ドッグフードとキャットフードの違い

同じペットフードでも愛犬に与えるドッグフードと愛猫に与えるキャットフードでは、大きな違いがあります。
見た目は同じようでも中身は異なるので、ペットフードだからといって、犬にキャットフード、猫にドッグフードを与えるのは危険です。
ドッグフードとキャットフードの違いは、犬と猫の体質的な違いに因ります。

猫は、遺伝的に体内で「タウリン」を生成できません。
タウリンは、目の健康維持に欠かせない成分です。
食事から摂取する必要がありますが、犬は体内で生成できるので、タウリンを摂取する必要はありません。

また、猫はビタミンAやナイアシン、ビタミンB群などを体内で生成するのも苦手です。
一方、犬はベータカロチンからビタミンAを合成できるので、ドッグフードにはあまり必要がありません。
キャットフードは、ドッグフードに比べると高タンパクで高脂質、塩分も多めになっています。
さらに嗜好性も高く、味の濃いものになっています。
このため、愛犬がキャットフードを食べると、非常に食いつきが良く、ガツガツ喜んで食べるはずです。
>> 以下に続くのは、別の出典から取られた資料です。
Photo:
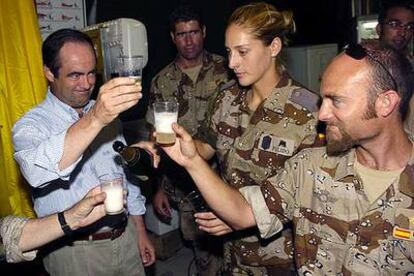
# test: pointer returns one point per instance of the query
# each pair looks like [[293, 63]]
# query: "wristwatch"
[[64, 225]]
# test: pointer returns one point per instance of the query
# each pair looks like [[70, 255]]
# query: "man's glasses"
[[357, 51], [397, 25]]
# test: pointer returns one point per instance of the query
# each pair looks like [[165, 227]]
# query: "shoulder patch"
[[228, 84], [305, 98]]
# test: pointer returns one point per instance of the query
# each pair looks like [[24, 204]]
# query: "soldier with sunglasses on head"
[[351, 203]]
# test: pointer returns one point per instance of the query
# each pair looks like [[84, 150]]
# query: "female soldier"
[[255, 125]]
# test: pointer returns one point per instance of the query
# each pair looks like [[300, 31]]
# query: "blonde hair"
[[264, 21]]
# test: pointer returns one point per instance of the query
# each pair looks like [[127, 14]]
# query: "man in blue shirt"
[[64, 144]]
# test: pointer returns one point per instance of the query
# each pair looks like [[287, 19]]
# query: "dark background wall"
[[318, 22]]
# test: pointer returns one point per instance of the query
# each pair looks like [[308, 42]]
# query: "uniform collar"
[[277, 99], [207, 62]]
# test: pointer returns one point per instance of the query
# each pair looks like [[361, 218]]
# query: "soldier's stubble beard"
[[335, 147]]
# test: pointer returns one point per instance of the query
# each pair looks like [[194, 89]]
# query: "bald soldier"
[[352, 202]]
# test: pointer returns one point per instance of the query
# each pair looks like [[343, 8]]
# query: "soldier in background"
[[255, 125], [192, 80], [395, 29], [351, 203]]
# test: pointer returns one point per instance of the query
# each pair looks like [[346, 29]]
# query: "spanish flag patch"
[[401, 233]]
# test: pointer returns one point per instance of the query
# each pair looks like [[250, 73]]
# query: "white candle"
[[114, 201]]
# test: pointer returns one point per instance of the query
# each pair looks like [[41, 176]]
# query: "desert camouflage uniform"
[[193, 97], [338, 231], [253, 145], [171, 83]]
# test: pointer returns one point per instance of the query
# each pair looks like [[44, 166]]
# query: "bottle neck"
[[131, 155]]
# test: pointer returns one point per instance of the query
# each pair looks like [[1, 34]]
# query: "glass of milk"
[[112, 185], [131, 66], [165, 114]]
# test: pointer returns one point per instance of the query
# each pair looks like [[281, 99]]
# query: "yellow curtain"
[[22, 85]]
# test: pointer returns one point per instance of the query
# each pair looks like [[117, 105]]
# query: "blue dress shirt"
[[38, 139]]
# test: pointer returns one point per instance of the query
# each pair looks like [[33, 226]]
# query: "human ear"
[[49, 75], [275, 46], [387, 102], [204, 31]]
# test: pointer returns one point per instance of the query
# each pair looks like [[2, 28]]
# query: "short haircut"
[[55, 41], [387, 5], [185, 13]]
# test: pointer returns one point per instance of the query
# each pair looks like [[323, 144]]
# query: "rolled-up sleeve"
[[268, 224], [135, 200], [38, 152], [11, 229]]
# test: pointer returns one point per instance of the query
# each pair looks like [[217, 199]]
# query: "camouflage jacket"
[[172, 83], [253, 145], [338, 231], [11, 229]]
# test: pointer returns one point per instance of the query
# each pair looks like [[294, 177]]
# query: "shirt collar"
[[68, 110]]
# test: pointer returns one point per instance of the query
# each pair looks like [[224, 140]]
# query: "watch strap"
[[63, 224]]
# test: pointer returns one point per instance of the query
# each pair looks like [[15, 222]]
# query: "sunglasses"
[[397, 25], [357, 51]]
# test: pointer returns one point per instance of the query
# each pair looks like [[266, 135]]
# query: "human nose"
[[188, 39], [233, 62], [325, 113], [87, 81]]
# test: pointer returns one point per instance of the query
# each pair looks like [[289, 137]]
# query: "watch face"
[[63, 224]]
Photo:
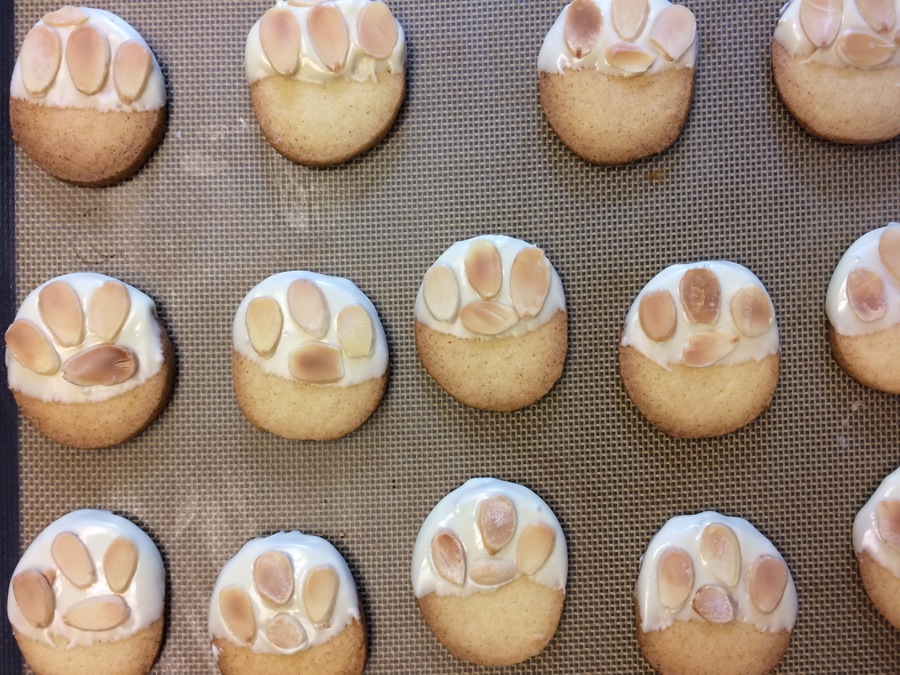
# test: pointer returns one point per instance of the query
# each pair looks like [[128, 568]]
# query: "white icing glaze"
[[458, 512], [454, 257], [339, 293], [306, 553], [359, 67], [96, 529], [684, 532], [555, 56], [732, 278], [862, 254], [140, 334], [63, 93]]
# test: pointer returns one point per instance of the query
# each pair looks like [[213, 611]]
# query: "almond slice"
[[31, 347], [60, 309], [73, 559], [34, 597], [376, 30], [87, 55], [529, 282]]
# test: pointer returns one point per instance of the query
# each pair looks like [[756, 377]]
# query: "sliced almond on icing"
[[529, 282], [60, 309], [237, 613], [535, 546], [34, 597], [103, 364], [329, 36], [320, 593], [582, 26], [120, 564], [355, 330], [376, 30], [674, 577], [496, 522], [87, 55], [73, 559], [308, 307], [39, 58], [279, 34], [720, 551], [766, 581], [108, 309], [31, 347], [440, 290], [97, 613], [264, 323], [866, 293], [273, 575]]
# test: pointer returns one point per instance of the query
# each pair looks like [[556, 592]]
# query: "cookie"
[[88, 597], [836, 65], [326, 79], [616, 77], [489, 572], [699, 354], [713, 596], [863, 309], [88, 362], [491, 324], [87, 98], [287, 604], [310, 359]]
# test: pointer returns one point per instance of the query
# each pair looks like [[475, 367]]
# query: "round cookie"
[[88, 597], [713, 596], [836, 65], [326, 80], [287, 604], [491, 324], [87, 360], [310, 358], [491, 549], [699, 354], [616, 77], [863, 309], [87, 97]]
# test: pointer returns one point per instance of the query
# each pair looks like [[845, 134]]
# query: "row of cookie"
[[327, 80]]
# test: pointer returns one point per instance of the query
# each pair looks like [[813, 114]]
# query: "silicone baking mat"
[[215, 210]]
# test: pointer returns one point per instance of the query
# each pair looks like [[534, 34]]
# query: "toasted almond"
[[97, 613], [60, 309], [449, 557], [273, 575], [31, 347], [40, 57], [34, 597], [73, 559], [102, 364], [120, 564], [582, 27], [866, 293]]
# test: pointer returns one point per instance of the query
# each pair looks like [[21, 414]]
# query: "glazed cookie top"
[[702, 314], [864, 293], [83, 337], [314, 41], [484, 534], [710, 567], [79, 57], [489, 286], [841, 33], [311, 328], [89, 577], [620, 37], [282, 594]]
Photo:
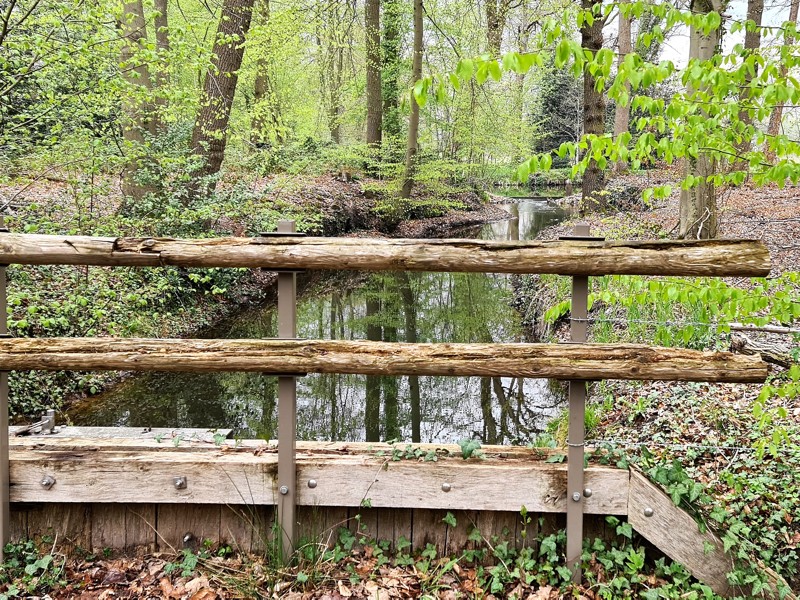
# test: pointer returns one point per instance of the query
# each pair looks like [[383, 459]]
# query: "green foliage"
[[27, 570], [469, 448]]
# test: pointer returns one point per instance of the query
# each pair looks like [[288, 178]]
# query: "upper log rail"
[[566, 361], [746, 258]]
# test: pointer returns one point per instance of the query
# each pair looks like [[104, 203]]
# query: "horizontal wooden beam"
[[662, 257], [98, 471], [557, 361]]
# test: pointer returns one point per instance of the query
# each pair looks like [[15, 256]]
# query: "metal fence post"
[[287, 410], [577, 411], [5, 508]]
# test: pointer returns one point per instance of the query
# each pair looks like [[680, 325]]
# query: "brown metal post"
[[576, 436], [5, 508], [287, 410]]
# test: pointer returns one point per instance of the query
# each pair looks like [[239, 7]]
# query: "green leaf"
[[465, 69], [450, 519]]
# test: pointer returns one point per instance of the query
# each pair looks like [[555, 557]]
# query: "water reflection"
[[412, 307]]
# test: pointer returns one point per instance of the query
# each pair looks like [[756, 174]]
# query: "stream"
[[414, 307]]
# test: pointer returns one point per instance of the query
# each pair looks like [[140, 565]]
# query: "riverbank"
[[166, 302], [727, 452]]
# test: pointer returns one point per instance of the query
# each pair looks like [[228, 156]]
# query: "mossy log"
[[558, 361]]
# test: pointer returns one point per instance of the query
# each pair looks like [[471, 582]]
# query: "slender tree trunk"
[[489, 422], [410, 313], [162, 74], [390, 73], [593, 114], [496, 17], [373, 404], [138, 113], [209, 137], [413, 123], [622, 115], [265, 124], [776, 117], [698, 208], [752, 42], [372, 22]]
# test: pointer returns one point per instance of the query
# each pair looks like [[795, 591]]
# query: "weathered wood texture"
[[123, 527], [106, 473], [663, 257], [567, 361], [676, 534]]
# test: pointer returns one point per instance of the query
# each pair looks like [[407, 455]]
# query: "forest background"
[[195, 118]]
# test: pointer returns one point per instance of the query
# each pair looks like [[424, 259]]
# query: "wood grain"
[[662, 257], [677, 535], [557, 361]]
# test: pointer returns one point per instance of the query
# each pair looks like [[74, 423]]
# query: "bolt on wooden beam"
[[747, 258]]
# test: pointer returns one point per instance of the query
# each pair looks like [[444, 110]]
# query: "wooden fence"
[[107, 478]]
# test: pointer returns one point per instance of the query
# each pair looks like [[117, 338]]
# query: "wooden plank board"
[[541, 487], [108, 527], [89, 476], [677, 535], [140, 532], [187, 525], [429, 528], [364, 357], [235, 529], [246, 478], [68, 525], [18, 523], [661, 257]]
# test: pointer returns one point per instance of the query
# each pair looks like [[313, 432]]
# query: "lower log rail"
[[140, 494], [565, 361]]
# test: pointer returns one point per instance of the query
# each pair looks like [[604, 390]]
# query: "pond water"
[[414, 307]]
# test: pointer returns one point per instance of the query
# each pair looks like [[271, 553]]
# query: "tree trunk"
[[752, 42], [593, 115], [137, 120], [698, 207], [264, 127], [374, 103], [390, 73], [413, 122], [209, 136], [162, 74], [372, 410], [410, 313], [776, 117], [496, 16], [622, 115], [556, 361]]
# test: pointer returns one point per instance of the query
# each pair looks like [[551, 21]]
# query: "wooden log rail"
[[557, 361], [571, 257]]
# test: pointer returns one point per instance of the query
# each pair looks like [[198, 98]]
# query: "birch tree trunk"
[[413, 122], [698, 207], [209, 136], [593, 114], [137, 122], [776, 117], [622, 115], [374, 102]]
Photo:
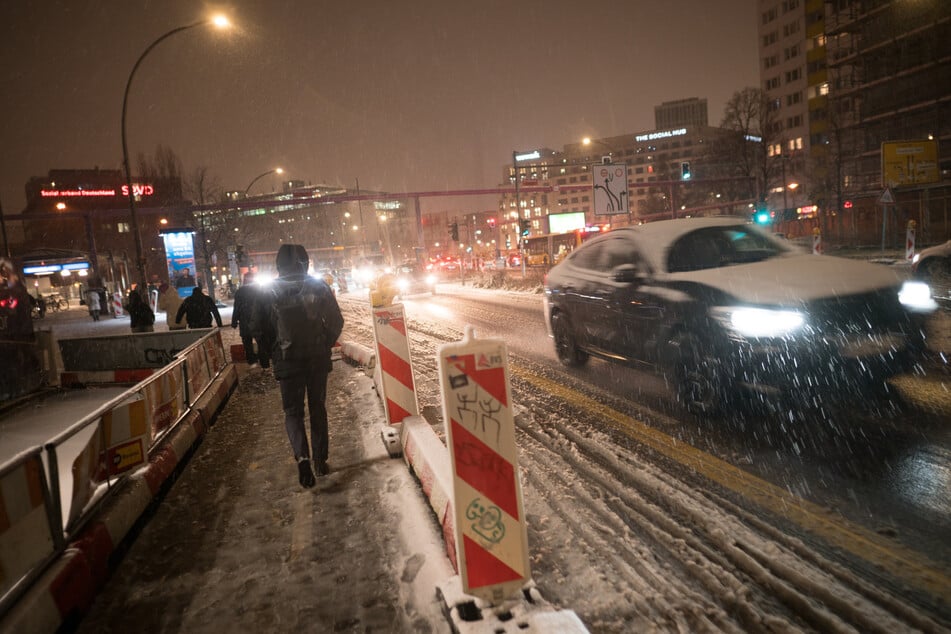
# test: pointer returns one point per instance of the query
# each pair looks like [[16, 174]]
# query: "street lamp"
[[276, 170], [219, 21]]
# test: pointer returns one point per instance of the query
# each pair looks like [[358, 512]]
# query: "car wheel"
[[566, 346], [698, 376]]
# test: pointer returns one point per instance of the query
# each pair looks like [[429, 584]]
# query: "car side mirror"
[[627, 274]]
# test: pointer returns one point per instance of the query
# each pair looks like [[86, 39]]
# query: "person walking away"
[[141, 316], [242, 317], [92, 303], [170, 301], [303, 320], [198, 309]]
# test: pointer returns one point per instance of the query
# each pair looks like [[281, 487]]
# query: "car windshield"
[[714, 247]]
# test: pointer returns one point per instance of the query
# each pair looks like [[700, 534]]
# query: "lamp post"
[[140, 261], [276, 170]]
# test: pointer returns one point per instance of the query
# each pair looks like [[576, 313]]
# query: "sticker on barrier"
[[126, 436], [392, 345], [166, 400], [491, 536]]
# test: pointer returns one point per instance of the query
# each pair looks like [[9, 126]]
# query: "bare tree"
[[750, 126]]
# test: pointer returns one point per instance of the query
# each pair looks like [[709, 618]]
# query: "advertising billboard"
[[910, 163]]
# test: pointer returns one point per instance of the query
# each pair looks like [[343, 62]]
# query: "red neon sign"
[[137, 189]]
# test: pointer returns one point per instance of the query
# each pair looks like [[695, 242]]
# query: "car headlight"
[[760, 322], [916, 296]]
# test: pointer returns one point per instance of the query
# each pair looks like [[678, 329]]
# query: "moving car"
[[718, 304], [412, 278], [933, 266]]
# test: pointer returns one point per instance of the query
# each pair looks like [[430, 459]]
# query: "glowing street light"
[[218, 21], [276, 170]]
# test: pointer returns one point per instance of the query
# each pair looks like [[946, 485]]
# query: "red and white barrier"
[[910, 241], [392, 352], [491, 535]]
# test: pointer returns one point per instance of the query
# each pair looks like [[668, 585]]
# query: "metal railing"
[[49, 493]]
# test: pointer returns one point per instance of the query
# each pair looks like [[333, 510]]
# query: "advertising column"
[[180, 257]]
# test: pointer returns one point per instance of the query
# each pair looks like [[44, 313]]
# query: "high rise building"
[[785, 79], [845, 77], [680, 113]]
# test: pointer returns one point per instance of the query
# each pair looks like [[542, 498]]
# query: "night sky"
[[404, 95]]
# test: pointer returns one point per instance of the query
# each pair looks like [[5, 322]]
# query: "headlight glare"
[[916, 296], [762, 322]]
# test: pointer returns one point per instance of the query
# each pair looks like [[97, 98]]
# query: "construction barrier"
[[910, 241], [392, 352], [59, 526], [490, 532]]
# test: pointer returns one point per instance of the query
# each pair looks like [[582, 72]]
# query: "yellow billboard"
[[909, 163]]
普通に考えると、食いつきが良ければキャットフードでも良い気がしますが、先ほど言ったように中に含まれる成分が違い、高タンパクで高脂質ですから、当然肥満の原因になります。
それだけでなく、内蔵機能を害する危険性もあります。

また、猫がドッグフードを食べた場合は、必要なタウリンも摂取できずに、栄養も不十分になります。
目の病気や栄養不足による心筋症などの病気を引き起こす危険性があります。
雑食の犬との違いは、猫は肉や魚を中心にしていることです。
また、体の構造上野菜や穀物の栄養素を吸収できないので、キャットフードから栄養素をとる必要があります。
キャットフードに含まれているタンパク質や脂肪、塩分はドッグフードの2倍ぐらいと言われています。

このような違いを知れば、愛犬にキャットフードを与えるようなことはしないはずです。
キャットフードとドッグフードは、「似て非なるもの」です。
間違っても愛犬にキャットフードを与えてはいけませんよ。